Going to Zero: The Designers Looking to Cut Fashion Waste

Fact: It costs less money for clothing manufacturers to throw away the scraps from their cutting room floors than to recycle them. {NYTimes}

Fiction: Not a single designer in the world of fashion cares.

Though the Times says 15-20 percent of the fabric used to create clothing ends up in landfills, a “small but impassioned” group of designers including Mark Liu, Julian Roberts and Zandra Rhodes, in addition to students at Parsons, have dedicated themselves to working toward a “zero-waste” policy in fashion – meaning not a single scrap of fabric thrown out.

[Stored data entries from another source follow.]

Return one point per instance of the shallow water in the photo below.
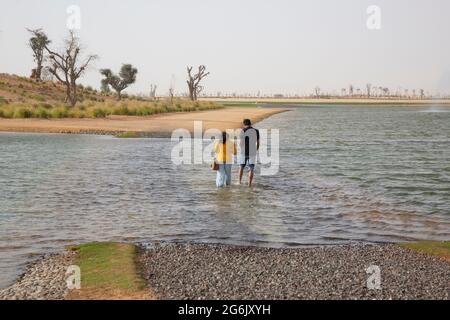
(346, 174)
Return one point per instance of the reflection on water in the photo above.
(347, 174)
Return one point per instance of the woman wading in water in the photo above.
(224, 150)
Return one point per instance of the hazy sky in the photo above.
(285, 46)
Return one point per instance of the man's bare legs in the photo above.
(250, 178)
(241, 173)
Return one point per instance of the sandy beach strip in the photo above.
(203, 271)
(161, 125)
(333, 101)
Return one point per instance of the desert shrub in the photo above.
(3, 100)
(42, 113)
(99, 113)
(23, 113)
(60, 112)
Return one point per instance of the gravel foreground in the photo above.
(44, 279)
(197, 271)
(330, 272)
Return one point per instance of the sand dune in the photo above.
(157, 126)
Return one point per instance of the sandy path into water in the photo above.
(157, 126)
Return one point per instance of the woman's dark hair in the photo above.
(224, 137)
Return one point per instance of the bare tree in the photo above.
(422, 93)
(66, 66)
(153, 91)
(350, 90)
(37, 43)
(368, 87)
(126, 77)
(317, 92)
(193, 81)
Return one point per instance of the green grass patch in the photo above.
(435, 248)
(108, 265)
(92, 109)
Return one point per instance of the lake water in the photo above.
(377, 174)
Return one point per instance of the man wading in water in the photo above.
(249, 145)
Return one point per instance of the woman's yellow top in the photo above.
(225, 151)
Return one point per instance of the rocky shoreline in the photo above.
(201, 271)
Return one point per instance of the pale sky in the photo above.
(276, 46)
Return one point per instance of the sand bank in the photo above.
(155, 126)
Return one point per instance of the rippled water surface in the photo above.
(347, 174)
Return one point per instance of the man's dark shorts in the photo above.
(250, 165)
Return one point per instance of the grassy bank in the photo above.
(101, 109)
(108, 271)
(22, 97)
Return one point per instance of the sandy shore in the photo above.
(337, 101)
(197, 271)
(155, 126)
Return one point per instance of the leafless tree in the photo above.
(68, 67)
(37, 43)
(193, 81)
(153, 91)
(317, 92)
(368, 87)
(422, 93)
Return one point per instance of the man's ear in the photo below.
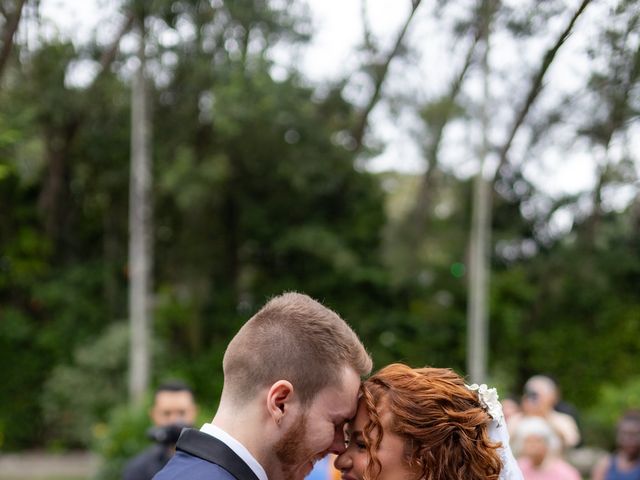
(279, 399)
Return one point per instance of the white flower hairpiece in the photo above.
(489, 400)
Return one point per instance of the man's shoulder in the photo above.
(186, 466)
(145, 464)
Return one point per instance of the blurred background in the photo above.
(458, 179)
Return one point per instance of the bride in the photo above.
(426, 424)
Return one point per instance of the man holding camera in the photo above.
(173, 409)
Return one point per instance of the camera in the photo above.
(167, 435)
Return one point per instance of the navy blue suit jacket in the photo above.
(202, 457)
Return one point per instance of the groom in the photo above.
(291, 380)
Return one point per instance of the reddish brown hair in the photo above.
(445, 429)
(294, 338)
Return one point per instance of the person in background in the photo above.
(538, 449)
(539, 400)
(173, 409)
(624, 464)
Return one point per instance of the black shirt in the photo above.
(147, 463)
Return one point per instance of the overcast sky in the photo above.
(338, 29)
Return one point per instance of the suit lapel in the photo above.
(209, 448)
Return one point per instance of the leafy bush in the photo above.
(77, 397)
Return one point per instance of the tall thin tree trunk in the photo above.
(140, 228)
(9, 33)
(479, 252)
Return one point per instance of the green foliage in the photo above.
(613, 400)
(119, 438)
(77, 397)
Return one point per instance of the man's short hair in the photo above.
(294, 338)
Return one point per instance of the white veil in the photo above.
(498, 433)
(488, 398)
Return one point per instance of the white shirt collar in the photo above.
(237, 447)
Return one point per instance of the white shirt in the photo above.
(237, 448)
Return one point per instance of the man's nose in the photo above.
(338, 446)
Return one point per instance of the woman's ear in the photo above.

Okay, so maybe it’s not a “movement” yet, but zero-waste is definitely beginning to garner some attention in the fashion industry. In a country where recycling programs have popped up for everything from water bottles to iPods, attention has turned to the greening of the fashion industry. Various companies have begun to create detergents that clean clothing in cold water and washers that work specifically with these cold-water detergents. But what about what happens to the garment pre-consumer, specifically in the design and production process?

A few creations by students of zero waste designer Julian Roberts

If you think zero-waste is too unrealistic, think again because the movement is heating up with events and supporters piling up. {The Cut}

“The book ‘Shaping Sustainable Fashion: Changing the Way We Make and Use Clothes’ by Alison Gwilt and Timo Rissanen, zero-waste pioneers, will be published in February by Earthscan. And an exhibition of zero-waste fashions, curated by Mr. Rissanen and another zero-waste designer, Holly McQuillan, will be held in New Zealand next spring and in New York the following fall. Also in March, an exhibition, ‘No Waste/Zero Waste’ will open at the Averill and Bernard Leviton A + D Gallery in Chicago, part of Columbia College Chicago.” {The New York Times}

The Cut points out that the mission is difficult because in order for no waste to result from manufacture, clothing producers will have to fit random scraps of fabric together perfectly on a regular basis.

Though zero-waste seems impractical, the idea of producing less waste in the first place rather than creating clothes from recycled scraps, as many eco-chic brands do, makes a whole lot of sense. It can be difficult to make irregular fabric pieces more couture than crafty, but in the right hands, the unique nature of each piece could even be a selling point. It would be great to see fashion get 100% behind zero-waste!